Abeilles et bourdons volent en tous sens chez Rimsky-Korsakov et Schubert
Si les compositeurs connaissent depuis longtemps le rôle pollinisateur de l’abeille, ils n’ont pas toujours été conscients de son rôle essentiel dans l’équilibre des écosystèmes. Au XIXème siècle, lui rendre un hommage musical ne relève donc pas (encore) de l’engagement écologique. Le but est simplement ludique. C’est avec humour qu’Eduard Strauss (1835-1916), le petit frère du roi de la valse Johann II, introduit sa polka L’Abeille par quelques mesures d’un bourdonnement évocateur, à coups de trémolos des cordes.
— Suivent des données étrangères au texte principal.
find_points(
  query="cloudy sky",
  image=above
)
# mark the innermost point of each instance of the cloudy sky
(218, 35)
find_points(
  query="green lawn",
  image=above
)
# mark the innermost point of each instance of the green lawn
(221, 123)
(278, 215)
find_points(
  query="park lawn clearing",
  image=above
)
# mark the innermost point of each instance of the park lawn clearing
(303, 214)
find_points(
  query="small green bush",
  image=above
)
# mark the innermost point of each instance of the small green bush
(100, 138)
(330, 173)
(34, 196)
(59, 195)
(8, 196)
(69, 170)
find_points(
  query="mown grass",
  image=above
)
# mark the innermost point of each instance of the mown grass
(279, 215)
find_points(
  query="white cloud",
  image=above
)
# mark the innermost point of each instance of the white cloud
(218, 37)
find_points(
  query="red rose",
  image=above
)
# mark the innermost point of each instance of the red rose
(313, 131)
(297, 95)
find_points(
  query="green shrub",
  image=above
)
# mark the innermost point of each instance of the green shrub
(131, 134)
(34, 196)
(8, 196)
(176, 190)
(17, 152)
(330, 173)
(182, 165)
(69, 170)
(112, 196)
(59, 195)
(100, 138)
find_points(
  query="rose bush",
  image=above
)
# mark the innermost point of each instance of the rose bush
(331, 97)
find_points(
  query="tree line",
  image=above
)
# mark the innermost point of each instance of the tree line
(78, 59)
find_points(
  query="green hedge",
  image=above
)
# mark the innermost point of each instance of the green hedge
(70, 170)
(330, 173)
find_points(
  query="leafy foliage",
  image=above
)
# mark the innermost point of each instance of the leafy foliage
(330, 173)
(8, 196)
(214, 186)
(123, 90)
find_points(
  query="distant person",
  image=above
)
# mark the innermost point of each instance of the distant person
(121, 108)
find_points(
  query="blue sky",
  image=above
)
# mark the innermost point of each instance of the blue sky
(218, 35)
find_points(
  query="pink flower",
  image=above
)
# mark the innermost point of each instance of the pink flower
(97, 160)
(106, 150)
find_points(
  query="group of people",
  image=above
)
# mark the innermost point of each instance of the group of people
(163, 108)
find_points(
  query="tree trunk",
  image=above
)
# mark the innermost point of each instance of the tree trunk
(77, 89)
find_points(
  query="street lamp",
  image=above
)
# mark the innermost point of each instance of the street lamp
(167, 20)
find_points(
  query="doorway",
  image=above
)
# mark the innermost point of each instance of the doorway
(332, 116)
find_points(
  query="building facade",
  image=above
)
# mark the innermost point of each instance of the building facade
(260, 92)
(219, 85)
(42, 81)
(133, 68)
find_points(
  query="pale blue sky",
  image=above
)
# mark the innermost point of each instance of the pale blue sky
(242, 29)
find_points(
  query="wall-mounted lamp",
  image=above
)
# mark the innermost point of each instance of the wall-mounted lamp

Schubert – pas celui de La Truite, mais son homonyme Franz Anton (1808-1878) – confie aussi au violon le soin d’incarner son Abeille. Un motif mélodique tournoyant, ponctué de chromatismes, parcourt toute la partition. De brusques crescendos/decrescendos parachèvent l’impression de bourdonnement. Ce sont les mêmes ingrédients qu’utilise Rimsky-Korsakov dans Le vol du bourdon. L’efficacité de cette recette musicale dépend toutefois d’un élément essentiel : la vitesse. Jouées à un tempo d’enfer, ces deux œuvres donnent alors une furieuse envie de vérifier autour de soi qu’un insecte n’est pas entré par une fenêtre ouverte.
Cependant, si vous n’êtes pas amateur de miel, peut-être préférerez-vous la suite orchestrale Les Guêpes de Vaughan-Williams (1872-1958). Celles-là, mieux vaut les avoir en musique que dans son assiette.
L’Abeille de Schubert (Leonard Furda)
Cigales et grillons chantent aussi bien chez Telemann que chez Ravel
Plus qu’un bourdonnement, c’est un grésillement qu’on entend dans l’une des symphonies de Telemann. En cause, les notes répétées superposées à des tenues dissonantes, les pizz des cordes et les trilles des flûtes. L’œuvre porte bien son nom : la Symphonie des grillons !
1er mouvement de la Symphonie des grillons de Telemann (Collegium Musicum 90)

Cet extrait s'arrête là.